On Wed, 2 Apr 2008 06:33:46 -0700 (PDT)
Keith Dysart wrote:

On Apr 2, 9:17*am, Roger Sparks wrote:
On Wed, 2 Apr 2008 02:41:24 -0700 (PDT)

Keith Dysart wrote:

clip



But your phraseology suggests another way to approach
the problem. Let us consider what happens just after
the arrival of the reflected wave. For computational
convenience, we'll use a frequency of 1/360 hertz so
that 1 degree of the wave is one second long.

The reflected wave arrives at 90 seconds (or 90 degrees)
after the source is turned on. If the line is
terminated in 50 ohms, then no reflection arrives and
during the one second between degree 90 and degree 91,
the source resistor dissipates 0.01523 J of energy. The
line also receives 0.01523 J of energy and the source
provides 0.03046 J.
* Esource.50[90..91] = 0.03046 J
* Ers.50[90..91] * * = 0.01523 J
* Eline.50[90..91] * = 0.01523 J
* Esource = Ers + Eline
as expected.
* Efor = Eline
since Eref is 0.

I come up with 141.4v across 50 plus 50 ohms. *The current should be 1.414a. *Power to each 50 ohm resistor would be *50*1.4142^2 = 200w. *For the 1 degree interval of 1 second, that would be 200 joules.
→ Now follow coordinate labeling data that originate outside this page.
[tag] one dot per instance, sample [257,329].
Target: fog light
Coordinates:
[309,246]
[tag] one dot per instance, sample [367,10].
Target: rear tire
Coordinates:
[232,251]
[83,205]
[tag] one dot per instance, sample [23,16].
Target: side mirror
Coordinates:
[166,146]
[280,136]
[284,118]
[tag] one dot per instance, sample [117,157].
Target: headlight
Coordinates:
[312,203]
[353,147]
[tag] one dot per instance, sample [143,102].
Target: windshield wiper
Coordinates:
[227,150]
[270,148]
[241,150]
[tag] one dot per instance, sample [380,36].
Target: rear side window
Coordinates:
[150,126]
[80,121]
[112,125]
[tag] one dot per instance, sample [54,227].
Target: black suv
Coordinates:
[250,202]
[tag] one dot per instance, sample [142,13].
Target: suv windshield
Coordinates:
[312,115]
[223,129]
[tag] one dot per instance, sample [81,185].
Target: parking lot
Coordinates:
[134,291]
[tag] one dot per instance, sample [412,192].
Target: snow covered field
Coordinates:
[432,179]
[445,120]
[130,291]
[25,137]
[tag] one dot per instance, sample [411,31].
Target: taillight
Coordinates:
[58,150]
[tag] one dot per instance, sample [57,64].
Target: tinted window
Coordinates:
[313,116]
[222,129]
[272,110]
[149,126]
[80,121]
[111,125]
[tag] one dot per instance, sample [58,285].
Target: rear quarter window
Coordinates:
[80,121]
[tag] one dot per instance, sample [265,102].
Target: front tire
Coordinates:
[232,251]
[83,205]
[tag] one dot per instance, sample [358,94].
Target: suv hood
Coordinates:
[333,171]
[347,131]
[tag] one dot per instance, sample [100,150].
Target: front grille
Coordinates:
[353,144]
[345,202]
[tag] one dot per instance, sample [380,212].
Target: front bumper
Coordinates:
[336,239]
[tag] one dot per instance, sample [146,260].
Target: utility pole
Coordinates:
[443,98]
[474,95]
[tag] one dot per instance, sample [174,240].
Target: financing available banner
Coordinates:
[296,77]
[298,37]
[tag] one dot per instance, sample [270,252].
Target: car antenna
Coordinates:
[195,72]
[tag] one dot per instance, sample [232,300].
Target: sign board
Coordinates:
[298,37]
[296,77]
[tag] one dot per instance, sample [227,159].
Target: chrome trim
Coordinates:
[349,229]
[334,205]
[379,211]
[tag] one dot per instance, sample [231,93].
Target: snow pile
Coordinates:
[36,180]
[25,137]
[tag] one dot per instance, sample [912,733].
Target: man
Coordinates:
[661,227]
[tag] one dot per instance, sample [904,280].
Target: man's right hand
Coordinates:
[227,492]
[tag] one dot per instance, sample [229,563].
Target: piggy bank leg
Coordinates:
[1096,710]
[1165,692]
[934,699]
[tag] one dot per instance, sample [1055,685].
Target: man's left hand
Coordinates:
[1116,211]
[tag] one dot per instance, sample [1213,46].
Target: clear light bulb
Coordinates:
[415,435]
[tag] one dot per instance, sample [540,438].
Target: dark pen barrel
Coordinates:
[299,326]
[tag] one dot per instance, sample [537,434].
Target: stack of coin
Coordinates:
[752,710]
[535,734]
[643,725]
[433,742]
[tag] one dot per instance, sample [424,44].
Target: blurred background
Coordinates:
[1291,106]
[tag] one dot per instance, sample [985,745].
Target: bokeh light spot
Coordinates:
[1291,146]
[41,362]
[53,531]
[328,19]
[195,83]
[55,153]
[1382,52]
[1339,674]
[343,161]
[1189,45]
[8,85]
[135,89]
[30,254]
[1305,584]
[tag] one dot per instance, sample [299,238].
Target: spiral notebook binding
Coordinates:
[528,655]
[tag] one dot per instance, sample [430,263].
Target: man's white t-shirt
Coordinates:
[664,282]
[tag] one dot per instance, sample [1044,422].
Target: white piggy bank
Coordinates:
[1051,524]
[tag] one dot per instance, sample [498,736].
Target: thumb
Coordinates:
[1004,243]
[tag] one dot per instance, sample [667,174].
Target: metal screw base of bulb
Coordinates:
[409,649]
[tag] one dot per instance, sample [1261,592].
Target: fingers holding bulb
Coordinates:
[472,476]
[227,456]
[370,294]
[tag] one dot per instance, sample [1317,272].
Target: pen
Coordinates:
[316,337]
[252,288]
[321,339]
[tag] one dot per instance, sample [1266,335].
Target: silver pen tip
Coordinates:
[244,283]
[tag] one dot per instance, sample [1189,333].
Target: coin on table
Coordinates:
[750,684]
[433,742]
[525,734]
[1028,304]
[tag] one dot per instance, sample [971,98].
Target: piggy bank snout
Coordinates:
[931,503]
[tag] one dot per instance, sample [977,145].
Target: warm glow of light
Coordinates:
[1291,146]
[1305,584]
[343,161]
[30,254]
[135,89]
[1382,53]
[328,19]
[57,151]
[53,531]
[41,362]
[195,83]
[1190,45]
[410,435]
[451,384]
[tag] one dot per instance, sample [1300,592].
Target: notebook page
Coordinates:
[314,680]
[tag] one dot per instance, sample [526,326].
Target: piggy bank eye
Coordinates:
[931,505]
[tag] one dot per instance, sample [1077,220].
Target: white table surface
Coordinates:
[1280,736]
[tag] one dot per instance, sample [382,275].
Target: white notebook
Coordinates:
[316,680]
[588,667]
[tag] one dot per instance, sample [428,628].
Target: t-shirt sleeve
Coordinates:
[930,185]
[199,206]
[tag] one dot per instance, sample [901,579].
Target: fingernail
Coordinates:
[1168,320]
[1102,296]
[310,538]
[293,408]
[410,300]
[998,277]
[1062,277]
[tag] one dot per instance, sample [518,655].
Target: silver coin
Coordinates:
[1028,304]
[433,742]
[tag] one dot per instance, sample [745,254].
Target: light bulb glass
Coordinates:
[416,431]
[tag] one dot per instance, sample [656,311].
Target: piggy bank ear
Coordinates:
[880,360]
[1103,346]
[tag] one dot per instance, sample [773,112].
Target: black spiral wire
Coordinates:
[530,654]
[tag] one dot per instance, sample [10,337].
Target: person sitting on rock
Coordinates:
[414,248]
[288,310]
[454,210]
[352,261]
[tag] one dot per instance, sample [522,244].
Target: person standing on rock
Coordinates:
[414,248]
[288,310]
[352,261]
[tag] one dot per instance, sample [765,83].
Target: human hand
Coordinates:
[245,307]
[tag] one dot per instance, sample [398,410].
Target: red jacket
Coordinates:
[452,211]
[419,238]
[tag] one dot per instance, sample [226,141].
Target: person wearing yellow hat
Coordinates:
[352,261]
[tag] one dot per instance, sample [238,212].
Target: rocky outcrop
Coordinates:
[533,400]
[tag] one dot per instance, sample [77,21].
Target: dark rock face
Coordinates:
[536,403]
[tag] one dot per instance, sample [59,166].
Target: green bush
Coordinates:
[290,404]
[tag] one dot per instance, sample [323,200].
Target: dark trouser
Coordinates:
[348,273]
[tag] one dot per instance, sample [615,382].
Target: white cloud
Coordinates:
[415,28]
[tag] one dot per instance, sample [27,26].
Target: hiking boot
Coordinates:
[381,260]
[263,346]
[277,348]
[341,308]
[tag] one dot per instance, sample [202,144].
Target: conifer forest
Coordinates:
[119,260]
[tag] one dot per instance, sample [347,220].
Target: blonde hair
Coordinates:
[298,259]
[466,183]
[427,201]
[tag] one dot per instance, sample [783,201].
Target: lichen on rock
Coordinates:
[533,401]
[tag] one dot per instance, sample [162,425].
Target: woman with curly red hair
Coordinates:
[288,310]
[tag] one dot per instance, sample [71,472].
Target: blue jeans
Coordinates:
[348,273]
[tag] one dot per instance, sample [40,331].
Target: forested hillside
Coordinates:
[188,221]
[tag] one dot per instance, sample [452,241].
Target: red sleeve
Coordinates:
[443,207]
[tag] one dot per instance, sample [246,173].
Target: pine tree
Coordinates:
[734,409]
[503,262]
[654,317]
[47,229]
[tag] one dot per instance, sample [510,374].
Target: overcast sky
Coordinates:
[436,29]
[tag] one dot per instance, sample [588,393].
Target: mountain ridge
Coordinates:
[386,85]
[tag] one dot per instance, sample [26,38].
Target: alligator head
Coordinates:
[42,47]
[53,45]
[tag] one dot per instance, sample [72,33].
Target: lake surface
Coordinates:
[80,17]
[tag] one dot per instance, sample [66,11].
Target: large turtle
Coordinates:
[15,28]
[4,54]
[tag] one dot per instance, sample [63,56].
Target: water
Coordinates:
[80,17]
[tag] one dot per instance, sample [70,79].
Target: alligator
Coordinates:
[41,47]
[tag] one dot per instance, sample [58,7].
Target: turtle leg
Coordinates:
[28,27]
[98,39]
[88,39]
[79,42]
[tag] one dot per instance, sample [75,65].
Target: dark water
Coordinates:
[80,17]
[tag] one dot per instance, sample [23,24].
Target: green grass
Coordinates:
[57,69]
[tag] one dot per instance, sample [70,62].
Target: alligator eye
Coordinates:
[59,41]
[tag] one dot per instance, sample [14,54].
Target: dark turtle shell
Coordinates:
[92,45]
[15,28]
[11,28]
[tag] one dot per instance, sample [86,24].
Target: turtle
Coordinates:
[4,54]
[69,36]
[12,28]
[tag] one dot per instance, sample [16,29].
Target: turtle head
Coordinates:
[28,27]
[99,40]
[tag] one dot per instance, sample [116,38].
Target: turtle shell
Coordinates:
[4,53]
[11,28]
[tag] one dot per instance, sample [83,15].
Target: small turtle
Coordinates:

Right? *Peak current flows at 90 degrees?
--
73, Roger, W7WKB- Hide quoted text -

- Show quoted text -

We may be using different sources. My Vs is 141.4cos(wt)
so that between 90 degrees and 91 degrees, my source
voltage is going from 0 to -2.468 V.

And an ooopppps. I actually did the calculations for
a shorted load rather than 12.5 ohms as stated.
With the reflection coefficient of -1 and a 90 degree
delay, the reflected voltage between 90 and 91 degrees
changes from -70.711 V to -70.700 V.

Hoping these details resolve the disparity,

...Keith

I am sorry Keith, but I still can not duplicate your work. I wonder if the difference is in how we each apply the recharge voltage to the transmission line.

I redid my table showing the power in the source and reflected waves. I now have the power to resistor Rs coming from voltage agreeing with the expected power calculated from current.

The table can be found at http://www.fairpoint.net/~rsparks/Sm...Reflection.pdf.

-*/---------
--
73, Roger, W7WKB

On Apr 3, 9:47*am, Roger Sparks wrote:
On Wed, 2 Apr 2008 06:33:46 -0700 (PDT)
I am sorry Keith, but I still can not duplicate your work. *I wonder if the difference is in how we each apply the recharge voltage to the transmission line.

I do not know. The spreadsheet that did the work is now available from
this page:
http://keith.dysart.googlepages.com/radio6

Perhaps with the extra detail, you can find the discrepancy.

I redid my table showing the *power in the source and reflected waves. *I now have the power to resistor Rs coming from voltage agreeing with the expected power calculated from current. *

My sheet agrees with yours for the samples I checked.

...Keith

Keith Dysart wrote:
My sheet agrees with yours for the samples I checked.

Here's an example that changes nothing but allows
isolation of the component energy flows.

50 ohms
+---1WL-50-ohm---\/\/\/\---1WL-50-ohm---+
| |
Source 141.4*cos(wt) volts Load +j50
| |
+---------------------------------------+
GND GND

It appears to me that the confusion arises from
the *series* resistor.
--
73, Cecil http://www.w5dxp.com

On Thu, 3 Apr 2008 10:35:17 -0700 (PDT)
Keith Dysart wrote:

On Apr 3, 9:47*am, Roger Sparks wrote:
On Wed, 2 Apr 2008 06:33:46 -0700 (PDT)
I am sorry Keith, but I still can not duplicate your work. *I wonder if the difference is in how we each apply the recharge voltage to the transmission line.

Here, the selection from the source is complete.